Entering edit mode
7.5 years ago
dabid
•
0
I want to generate simulated reads from the NCBI RefSeq using ART. As the NCBI RefSeq database is so big and have similar genomes although they are not redundant, I want to get a representative of every possible species in the RefSeq database (Viral, Bacteria, Archaea, etc). So, I will use this species representatives to generate the simulated reads instead of using the whole NCBI database.
Any hints on how to find/get the species representative of RefSeq NCBI?
Thanks.
And how would you select that one sequence (and have it represent) a species)? What exactly are you trying to do by making this dataset?
I want to make a comprehensive simulated reads to benchmark few metagenomic tools. But as the NCBI refseq is very huge (especially for bacteria more than 50000 genomes), I cannot use the whole refseq. This is why I thought about getting only one genome from every species in the refseq. In this way, I reduce the number of genomes that I will use to simulate reads.

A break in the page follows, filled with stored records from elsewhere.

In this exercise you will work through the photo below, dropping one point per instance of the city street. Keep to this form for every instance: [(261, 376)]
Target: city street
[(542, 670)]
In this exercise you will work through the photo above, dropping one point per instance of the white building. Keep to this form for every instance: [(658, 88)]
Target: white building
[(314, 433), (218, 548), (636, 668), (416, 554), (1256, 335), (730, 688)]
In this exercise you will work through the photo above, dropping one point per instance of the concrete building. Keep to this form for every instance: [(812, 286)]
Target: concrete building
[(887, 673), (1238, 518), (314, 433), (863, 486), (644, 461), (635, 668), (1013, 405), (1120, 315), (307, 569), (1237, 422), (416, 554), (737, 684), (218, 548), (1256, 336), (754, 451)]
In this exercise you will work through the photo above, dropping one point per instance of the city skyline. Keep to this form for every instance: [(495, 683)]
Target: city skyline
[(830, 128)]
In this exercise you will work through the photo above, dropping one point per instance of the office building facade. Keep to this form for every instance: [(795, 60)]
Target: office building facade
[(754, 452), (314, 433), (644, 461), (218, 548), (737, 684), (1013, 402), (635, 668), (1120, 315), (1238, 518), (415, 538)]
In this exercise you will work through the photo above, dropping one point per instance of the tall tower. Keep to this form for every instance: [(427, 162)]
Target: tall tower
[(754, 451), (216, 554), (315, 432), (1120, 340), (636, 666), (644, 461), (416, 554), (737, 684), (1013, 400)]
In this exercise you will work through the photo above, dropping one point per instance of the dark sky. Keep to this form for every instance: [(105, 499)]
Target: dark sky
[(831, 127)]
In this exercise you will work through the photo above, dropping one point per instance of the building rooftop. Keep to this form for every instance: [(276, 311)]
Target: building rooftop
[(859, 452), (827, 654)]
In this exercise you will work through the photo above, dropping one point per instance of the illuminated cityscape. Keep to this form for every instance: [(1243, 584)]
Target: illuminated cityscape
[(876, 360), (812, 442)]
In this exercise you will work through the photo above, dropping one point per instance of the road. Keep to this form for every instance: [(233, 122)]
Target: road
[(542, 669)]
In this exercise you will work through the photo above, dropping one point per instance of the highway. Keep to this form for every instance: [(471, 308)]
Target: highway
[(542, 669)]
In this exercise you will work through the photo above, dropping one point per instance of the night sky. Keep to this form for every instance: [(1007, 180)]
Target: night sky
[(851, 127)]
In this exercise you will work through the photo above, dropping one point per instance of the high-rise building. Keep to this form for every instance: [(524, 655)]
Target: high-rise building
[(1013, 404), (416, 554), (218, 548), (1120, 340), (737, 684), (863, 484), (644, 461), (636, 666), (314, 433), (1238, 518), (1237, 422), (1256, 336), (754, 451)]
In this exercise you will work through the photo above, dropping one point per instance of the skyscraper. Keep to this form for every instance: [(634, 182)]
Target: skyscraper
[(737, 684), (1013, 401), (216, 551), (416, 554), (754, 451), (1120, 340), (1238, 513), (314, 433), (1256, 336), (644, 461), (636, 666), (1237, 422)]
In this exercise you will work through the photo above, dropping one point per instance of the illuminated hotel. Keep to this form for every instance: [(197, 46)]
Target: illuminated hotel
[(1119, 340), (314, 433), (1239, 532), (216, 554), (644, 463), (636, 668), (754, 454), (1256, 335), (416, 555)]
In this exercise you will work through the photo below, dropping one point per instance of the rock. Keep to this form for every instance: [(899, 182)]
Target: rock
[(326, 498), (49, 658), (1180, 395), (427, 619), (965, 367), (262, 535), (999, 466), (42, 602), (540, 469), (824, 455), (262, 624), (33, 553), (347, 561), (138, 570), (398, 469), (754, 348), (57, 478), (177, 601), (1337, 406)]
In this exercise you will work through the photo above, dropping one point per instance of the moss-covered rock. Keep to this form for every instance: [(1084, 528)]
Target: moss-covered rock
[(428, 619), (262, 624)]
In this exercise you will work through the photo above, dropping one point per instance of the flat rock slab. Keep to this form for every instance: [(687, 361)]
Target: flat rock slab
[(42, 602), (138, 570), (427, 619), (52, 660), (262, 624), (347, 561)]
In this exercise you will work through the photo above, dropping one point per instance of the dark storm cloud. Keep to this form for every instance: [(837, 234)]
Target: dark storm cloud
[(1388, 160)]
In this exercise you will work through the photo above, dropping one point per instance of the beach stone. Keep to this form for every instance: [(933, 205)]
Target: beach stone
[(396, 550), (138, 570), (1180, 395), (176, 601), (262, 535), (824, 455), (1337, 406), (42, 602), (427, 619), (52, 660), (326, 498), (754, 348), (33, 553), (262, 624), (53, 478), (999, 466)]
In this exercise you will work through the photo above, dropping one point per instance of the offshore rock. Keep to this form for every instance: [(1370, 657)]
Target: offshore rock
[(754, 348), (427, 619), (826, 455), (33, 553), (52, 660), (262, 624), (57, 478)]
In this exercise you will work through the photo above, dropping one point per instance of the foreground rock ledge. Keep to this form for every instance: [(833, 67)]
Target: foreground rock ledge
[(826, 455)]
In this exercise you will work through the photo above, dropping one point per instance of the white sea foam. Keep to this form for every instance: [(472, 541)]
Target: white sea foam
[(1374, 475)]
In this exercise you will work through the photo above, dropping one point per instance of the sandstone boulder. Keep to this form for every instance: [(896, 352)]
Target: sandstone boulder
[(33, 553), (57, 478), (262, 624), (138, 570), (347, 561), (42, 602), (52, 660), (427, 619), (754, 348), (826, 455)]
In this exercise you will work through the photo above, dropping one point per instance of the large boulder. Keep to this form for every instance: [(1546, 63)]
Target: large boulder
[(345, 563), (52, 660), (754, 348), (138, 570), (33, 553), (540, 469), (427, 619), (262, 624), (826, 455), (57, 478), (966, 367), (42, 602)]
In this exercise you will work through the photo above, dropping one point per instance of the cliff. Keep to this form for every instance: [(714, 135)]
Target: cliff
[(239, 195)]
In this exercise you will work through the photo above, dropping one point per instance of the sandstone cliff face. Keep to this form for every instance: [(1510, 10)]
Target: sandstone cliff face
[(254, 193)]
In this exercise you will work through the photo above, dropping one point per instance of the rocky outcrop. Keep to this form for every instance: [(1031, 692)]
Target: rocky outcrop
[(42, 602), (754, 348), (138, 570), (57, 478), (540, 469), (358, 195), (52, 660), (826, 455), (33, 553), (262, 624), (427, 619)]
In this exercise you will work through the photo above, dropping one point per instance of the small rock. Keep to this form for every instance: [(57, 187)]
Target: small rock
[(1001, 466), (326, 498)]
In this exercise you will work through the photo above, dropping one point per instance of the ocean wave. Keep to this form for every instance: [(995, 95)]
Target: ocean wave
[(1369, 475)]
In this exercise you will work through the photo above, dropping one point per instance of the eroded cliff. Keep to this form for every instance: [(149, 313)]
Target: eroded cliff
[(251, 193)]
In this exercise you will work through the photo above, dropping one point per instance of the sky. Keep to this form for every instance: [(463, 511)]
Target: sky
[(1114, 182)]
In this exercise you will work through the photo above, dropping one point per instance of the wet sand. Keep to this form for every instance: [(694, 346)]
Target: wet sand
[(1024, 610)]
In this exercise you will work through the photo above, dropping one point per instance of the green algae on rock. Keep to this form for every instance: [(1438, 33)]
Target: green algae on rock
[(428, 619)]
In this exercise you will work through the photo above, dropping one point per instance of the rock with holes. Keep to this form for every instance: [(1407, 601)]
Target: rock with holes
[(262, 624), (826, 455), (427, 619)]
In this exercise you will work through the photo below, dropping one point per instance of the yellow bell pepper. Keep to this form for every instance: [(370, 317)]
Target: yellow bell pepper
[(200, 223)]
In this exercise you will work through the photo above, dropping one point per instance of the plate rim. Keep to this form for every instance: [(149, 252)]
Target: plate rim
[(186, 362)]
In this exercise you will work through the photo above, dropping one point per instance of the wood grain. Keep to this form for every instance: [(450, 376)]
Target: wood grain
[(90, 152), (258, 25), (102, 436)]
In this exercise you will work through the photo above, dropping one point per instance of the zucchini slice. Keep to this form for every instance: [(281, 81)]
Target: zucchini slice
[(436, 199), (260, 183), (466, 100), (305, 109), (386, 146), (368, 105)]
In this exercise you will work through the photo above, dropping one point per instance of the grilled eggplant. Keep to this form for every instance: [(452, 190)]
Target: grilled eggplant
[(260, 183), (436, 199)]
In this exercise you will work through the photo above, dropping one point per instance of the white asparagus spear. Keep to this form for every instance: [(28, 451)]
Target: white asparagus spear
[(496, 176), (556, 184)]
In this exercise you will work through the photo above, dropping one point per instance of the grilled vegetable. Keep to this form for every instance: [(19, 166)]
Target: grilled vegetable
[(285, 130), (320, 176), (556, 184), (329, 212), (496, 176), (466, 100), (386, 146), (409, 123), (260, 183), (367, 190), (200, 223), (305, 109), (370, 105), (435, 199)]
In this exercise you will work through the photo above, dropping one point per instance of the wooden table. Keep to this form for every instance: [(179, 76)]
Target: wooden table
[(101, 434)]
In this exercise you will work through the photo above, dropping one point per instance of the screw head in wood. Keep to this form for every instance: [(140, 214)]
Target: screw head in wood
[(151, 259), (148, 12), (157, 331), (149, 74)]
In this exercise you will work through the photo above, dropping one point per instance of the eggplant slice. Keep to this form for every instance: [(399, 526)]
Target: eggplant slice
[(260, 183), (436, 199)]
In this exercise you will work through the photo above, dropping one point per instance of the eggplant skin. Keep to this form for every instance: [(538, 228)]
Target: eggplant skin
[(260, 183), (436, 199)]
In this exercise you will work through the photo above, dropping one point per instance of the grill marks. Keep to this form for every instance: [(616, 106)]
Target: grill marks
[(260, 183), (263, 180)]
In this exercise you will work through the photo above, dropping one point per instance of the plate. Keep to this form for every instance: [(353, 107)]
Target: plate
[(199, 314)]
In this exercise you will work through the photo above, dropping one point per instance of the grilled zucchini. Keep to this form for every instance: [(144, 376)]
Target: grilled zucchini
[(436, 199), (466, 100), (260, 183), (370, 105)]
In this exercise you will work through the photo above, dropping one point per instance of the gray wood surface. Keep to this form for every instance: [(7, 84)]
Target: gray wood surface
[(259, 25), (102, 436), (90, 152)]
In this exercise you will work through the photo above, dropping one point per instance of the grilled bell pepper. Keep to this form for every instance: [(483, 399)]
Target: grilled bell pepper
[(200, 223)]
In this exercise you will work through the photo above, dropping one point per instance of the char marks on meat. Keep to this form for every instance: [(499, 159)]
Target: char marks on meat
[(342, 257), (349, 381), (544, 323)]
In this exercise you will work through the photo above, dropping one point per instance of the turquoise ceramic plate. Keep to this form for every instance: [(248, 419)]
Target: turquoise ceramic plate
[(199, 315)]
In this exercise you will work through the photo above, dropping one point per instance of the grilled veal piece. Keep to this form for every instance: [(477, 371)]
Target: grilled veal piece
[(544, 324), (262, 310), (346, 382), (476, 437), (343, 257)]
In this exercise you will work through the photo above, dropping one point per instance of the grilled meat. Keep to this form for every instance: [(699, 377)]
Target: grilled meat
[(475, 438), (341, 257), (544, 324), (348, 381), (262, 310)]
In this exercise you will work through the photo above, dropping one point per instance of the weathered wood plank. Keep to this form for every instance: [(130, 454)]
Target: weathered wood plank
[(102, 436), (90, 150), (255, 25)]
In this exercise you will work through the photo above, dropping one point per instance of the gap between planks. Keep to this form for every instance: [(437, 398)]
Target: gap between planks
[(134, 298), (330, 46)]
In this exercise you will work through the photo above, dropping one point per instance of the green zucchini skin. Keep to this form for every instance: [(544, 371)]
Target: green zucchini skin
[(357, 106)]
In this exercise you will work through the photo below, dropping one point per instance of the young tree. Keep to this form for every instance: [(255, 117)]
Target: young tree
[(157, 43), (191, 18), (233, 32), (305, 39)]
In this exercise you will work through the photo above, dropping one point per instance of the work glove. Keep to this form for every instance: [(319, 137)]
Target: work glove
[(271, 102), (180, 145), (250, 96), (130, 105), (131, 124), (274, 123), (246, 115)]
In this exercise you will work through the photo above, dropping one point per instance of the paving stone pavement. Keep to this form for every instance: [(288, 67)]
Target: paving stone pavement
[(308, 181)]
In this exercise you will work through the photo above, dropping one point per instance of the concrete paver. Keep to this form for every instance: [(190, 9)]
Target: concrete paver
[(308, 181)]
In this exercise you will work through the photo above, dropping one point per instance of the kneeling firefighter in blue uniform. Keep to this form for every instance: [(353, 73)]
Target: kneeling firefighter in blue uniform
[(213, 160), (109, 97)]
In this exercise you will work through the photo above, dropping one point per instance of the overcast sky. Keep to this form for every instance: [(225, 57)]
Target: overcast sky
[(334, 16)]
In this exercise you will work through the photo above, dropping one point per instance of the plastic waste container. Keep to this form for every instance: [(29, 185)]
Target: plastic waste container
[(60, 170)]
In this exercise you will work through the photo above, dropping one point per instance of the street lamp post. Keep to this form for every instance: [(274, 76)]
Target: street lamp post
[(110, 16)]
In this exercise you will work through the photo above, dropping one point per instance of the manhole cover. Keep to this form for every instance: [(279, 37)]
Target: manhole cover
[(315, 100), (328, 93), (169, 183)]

Ah, you are planning to use a genome to generate representative reads (not one read per species as I mistakenly thought).
There are assembly summary files on NCBI's genome FTP site (e.g. this one is for RefSeq bacteria). You can get that file and pull out one representative genome (and its accession number). From there you can use the idea here to get the sequence.
yeah, I got the idea.. (Actually I found another link that did almost what I want to do) Thank you so much!